Political activist and Nobel laureate Elie Wiesel, who lost his life savings and whose charity lost $15.2 million, suggested at a panel discussion that just deserts for Madoff would entail the man being confronted by his victims: “I would like him to be in a solitary cell with only a screen, and on that screen — for at least five years of his life, every day and every night — there should be pictures of his victims, one after the other after the other, all the time a voice saying: ‘Look what you have done to this old lady. Look what you have done to that child. Look what you have done,’ nothing else.”
Burt Ross, a former mayor of Fort Lee, N.J., who lost $5 million, applauds Wiesel’s idea, but said he fears that Madoff lacks the basic human compassion to be moved by such a display.
His suggestion for Madoff is a little more hands-on: “I hear he’s a neat freak. In a federal penitentiary, some people are assigned to clean toilets, and I think that would be appropriate.”
Many Madoff survivors contacted by the Forward said that they try not to think too much about Madoff, even going so far as to try to erase his name from their vocabularies. Shunning or blotting out someone’s name is a powerful concept in many cultures. Jews, for one, are commanded by the Torah to “blot out the memory of Amalek from under heaven.” The Amalekites were a people who singled out for attack the “hindmost, all that were feeble” among the Israelites wandering in the Sinai desert.
Nancy Falchuk, national president of Hadassah, said her organization takes that approach. Hadassah lost $90 million with Madoff.
“We don’t mention his name anymore. It’s as if he doesn’t exist. We like to forget these people exist and move on,” she said.
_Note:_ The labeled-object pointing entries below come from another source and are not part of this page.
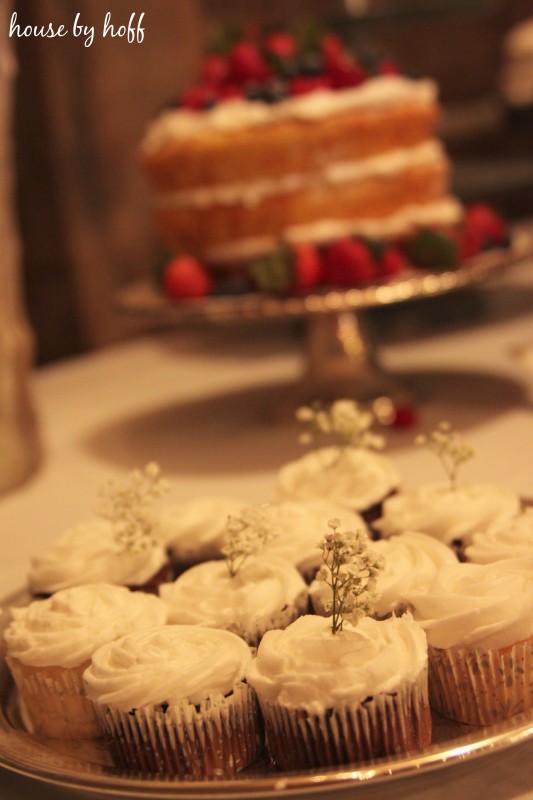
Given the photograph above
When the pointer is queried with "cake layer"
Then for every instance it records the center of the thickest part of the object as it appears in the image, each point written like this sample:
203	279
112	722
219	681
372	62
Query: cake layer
241	141
198	230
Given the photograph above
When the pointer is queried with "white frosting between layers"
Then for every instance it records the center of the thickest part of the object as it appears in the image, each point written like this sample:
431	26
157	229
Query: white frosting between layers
512	539
307	667
195	529
207	595
238	114
444	212
251	193
481	606
171	664
358	479
88	553
66	628
448	514
412	561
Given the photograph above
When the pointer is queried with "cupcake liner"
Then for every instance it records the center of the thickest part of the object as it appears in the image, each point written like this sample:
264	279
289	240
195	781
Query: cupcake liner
54	700
216	739
382	725
481	687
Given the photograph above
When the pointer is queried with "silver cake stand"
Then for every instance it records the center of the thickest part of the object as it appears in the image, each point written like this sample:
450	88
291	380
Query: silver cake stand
340	360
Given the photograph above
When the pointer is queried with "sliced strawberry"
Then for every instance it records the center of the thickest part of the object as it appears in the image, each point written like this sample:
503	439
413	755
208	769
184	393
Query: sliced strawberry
307	266
303	84
214	70
247	64
348	262
185	277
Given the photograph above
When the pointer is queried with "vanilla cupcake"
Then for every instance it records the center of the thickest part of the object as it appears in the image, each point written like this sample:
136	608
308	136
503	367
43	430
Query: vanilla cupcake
350	473
479	623
411	562
342	698
266	592
511	539
91	553
173	701
451	515
194	530
299	526
49	645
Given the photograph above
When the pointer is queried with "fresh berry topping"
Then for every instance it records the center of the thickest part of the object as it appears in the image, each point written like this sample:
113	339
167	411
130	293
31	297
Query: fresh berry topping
482	219
308	83
281	44
214	70
307	267
349	262
185	277
199	98
247	63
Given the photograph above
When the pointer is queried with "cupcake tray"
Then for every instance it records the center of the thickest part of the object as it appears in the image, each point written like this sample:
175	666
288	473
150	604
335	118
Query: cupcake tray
87	766
339	355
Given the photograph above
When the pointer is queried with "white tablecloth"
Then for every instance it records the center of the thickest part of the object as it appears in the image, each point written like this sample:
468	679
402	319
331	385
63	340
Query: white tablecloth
201	402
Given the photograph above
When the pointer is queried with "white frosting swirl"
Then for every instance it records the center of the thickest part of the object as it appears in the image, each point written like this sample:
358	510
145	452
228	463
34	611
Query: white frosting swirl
478	605
306	666
89	553
357	479
66	628
251	600
448	514
301	525
239	114
170	664
195	530
512	539
412	561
For some, Madoff’s punishment is beside the point. Richard Sonking, a retired small-business owner who divides his time between New Hampshire and New York, said he’s more concerned about justice for the victims. Specifically, he wants the Securities Investor Protection Corporation, a federally mandated agency that insures investors against fraud committed by brokerage firms, to pay the maximum insured amount to Madoff clients.
“They need to step up to the plate and insure investors for the full amount of $500,000,” Sonking said. “Whether he goes to prison for 10 years or 50 years isn’t going to change my life… but if they paid out the maximum amount, the victims would feel better and they would be in a better place to help their lives go forward.”
Most survivors said that Madoff, at the very least, should have to return the money he took — and they believe that Madoff’s wife, Ruth, should not be allowed to keep the $62 million her lawyers claim is rightfully hers.
“I can’t believe someone would have the chutzpah to go into court and demand that,” Ross said.
Prosecutors seem inclined to aggressively pursue Madoff’s assets: On March 10, Lev L. Dassin, of the United States attorney’s office for the Southern District of New York, said the government intends to seek at least $170 billion in forfeited assets from Madoff.
In addition to reparations, many victims want full disclosure.
“I want to know the details — how did he do this, who was involved, how did he get away with it, how can we prevent this in the future,” said Robert Chew, a marketing consultant and writer who lives in Montrose, Colo. He and his wife are trying to sell both their homes after losing $1.2 million; his mother-in-law, whose savings were entirely invested with Madoff, has been forced to leave her assisted-living center, go on Medicaid and move to a nursing home.
Chew says it will take more than punishment to provide justice for Madoff’s wrongdoings: He wants regulatory reform to prevent future con men from doing to others what Madoff did to him.
“Business as usual is not good enough,” Chew said.
Lana Gersten contributed to this report.